I, THE humble Abu Tálib, son of Muhammad Isfaháni, beg to inform those who are interested in and value historical truth and accuracy that, in the year 1211 Hijri, during my residence in Calcutta, Captain Richardson, a gentleman of great natural ability and very eminent, asked me, the humble author of this book, to commit to writing all the occurrences of the time of Nawáb Ásafu’d Daulah, so that the real facts of that period, which are inaccurately and par­tially retailed by unreliable strangers, might be brought together in one clear narrative. In compliance with the request of that kind friend, these fragmentary notes were collected. As the writing of history is the most important of all means of conveying knowledge, if my readers discover any error, I beg to be par­doned, for I have lost my diaries, and I have been compelled to write from memory.
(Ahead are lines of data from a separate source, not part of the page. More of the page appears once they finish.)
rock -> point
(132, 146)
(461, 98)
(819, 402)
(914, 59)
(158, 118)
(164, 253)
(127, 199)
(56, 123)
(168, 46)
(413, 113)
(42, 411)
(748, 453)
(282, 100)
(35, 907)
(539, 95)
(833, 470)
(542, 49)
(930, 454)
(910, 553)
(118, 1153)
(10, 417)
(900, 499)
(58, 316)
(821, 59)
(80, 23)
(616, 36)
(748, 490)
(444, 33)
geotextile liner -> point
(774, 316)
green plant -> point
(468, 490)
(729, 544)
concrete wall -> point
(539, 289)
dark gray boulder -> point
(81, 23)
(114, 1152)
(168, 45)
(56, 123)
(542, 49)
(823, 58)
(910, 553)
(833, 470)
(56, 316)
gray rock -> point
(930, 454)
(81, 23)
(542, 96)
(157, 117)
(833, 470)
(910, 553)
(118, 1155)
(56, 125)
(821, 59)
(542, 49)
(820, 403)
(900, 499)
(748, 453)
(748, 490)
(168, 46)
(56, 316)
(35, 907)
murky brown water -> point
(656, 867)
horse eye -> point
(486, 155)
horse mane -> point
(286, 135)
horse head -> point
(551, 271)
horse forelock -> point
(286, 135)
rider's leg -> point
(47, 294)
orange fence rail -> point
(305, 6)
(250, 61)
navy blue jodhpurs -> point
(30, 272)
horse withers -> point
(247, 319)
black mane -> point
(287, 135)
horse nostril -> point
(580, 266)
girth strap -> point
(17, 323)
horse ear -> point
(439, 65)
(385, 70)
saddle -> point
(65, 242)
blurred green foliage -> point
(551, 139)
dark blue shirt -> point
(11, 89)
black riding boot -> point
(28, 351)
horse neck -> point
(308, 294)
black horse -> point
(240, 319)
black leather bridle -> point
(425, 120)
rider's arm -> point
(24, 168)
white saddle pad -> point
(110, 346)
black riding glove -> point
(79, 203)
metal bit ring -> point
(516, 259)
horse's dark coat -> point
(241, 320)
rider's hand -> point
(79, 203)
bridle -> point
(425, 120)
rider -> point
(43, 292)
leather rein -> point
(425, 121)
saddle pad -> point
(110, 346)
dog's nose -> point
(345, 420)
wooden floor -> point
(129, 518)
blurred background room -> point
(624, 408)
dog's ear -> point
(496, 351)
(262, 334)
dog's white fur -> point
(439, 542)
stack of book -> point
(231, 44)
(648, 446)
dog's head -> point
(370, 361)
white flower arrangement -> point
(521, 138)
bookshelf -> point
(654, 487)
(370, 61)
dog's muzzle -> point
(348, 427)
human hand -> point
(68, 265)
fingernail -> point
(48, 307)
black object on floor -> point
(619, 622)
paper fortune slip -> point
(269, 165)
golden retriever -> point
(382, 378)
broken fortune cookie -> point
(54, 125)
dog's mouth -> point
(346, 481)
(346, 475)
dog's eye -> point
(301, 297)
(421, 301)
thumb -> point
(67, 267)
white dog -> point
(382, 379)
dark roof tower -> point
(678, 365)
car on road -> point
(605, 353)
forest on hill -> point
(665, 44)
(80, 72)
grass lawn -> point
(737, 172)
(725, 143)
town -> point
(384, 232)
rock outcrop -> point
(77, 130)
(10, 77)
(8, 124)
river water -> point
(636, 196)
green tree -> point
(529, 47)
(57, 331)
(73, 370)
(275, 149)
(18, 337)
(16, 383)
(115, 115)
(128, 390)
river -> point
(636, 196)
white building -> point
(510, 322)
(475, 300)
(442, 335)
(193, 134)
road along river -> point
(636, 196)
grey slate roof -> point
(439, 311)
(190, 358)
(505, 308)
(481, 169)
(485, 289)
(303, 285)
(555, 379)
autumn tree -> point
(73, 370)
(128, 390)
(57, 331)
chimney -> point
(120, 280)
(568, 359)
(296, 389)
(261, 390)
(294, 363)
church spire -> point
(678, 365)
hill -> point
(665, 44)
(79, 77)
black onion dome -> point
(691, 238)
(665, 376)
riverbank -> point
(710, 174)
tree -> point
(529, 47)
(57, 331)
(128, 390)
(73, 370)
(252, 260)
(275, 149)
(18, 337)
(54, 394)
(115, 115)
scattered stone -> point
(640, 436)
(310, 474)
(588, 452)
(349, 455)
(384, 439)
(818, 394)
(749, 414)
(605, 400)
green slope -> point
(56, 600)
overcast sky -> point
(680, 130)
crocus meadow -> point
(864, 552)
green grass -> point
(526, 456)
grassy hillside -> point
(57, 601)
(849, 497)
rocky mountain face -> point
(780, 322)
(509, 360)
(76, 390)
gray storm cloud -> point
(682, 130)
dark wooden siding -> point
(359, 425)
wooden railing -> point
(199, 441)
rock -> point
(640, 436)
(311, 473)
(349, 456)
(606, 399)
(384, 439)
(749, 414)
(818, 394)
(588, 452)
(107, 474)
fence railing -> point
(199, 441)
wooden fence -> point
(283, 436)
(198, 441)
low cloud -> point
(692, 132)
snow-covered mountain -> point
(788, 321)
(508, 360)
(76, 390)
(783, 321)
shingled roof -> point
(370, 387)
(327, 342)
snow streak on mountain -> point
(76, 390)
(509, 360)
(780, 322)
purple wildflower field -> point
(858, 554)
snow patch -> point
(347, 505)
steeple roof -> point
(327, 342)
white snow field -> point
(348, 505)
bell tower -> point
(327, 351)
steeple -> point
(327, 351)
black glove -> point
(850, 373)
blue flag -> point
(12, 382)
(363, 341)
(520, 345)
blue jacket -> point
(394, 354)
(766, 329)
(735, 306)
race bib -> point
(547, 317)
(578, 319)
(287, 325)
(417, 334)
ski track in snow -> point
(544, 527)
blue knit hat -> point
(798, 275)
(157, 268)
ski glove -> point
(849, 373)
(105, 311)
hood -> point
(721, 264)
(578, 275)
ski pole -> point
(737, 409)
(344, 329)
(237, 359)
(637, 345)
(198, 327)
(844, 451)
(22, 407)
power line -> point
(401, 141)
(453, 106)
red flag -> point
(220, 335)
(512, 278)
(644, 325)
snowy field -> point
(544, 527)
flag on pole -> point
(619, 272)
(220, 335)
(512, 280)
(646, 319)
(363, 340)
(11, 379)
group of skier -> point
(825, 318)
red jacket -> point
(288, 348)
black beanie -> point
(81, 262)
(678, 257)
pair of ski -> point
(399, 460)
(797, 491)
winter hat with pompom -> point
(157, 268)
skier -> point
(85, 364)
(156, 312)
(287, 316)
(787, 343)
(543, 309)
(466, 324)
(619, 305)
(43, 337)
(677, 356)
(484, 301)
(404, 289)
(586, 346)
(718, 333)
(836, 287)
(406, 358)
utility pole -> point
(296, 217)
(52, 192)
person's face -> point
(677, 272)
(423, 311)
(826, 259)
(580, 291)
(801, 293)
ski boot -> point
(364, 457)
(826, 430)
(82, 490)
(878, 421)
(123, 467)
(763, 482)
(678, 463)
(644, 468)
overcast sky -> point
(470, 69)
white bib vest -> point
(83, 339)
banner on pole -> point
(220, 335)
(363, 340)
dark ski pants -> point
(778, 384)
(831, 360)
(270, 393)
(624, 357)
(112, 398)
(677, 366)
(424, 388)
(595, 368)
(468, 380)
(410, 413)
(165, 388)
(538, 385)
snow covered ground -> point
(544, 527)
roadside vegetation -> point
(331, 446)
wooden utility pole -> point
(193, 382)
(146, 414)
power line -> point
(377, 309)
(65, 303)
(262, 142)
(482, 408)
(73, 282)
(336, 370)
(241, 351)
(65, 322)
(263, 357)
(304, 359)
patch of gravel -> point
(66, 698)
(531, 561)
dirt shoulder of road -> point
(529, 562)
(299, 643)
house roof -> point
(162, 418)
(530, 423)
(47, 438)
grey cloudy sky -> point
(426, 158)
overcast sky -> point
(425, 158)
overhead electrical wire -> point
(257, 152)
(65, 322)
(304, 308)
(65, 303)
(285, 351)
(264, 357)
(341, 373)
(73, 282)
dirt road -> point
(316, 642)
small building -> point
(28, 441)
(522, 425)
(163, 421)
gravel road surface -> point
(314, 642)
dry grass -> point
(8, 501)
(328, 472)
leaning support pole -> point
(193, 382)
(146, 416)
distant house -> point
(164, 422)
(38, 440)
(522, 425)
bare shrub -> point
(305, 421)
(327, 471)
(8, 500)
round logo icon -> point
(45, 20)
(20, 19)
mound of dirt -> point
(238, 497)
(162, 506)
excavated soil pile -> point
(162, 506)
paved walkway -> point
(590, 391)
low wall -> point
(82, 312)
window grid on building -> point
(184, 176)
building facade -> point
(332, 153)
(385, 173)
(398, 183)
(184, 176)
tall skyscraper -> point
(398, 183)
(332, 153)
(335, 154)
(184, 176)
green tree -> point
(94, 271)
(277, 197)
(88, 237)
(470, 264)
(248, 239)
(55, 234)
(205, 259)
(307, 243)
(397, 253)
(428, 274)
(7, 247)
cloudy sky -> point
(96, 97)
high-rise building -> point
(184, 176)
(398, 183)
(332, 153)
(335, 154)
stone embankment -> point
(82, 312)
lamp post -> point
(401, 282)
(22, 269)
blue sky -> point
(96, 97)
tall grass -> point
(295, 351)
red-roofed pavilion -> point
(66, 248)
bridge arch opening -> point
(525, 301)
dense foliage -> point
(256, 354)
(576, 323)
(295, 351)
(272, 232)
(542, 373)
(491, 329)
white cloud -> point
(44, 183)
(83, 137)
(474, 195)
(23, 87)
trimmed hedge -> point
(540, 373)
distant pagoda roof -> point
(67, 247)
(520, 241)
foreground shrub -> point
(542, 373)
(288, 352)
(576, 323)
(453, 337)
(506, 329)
As the succession of office passes from one to another, I shall, before entering on the real subject of these pages, give an account of some of the servants of the late Nawáb, Shujá’ud-Daulah, so that the reader may not be at a loss to know who the persons are whose names will subsequently occur.

Twelve centuries and twelve years from the Flight
Saw me ‘Tafzíhu’l Gháfilín’ indite.
* * * * *
For my repose pray ye who read these pages,*
Which shrine my name though I be dead for ages.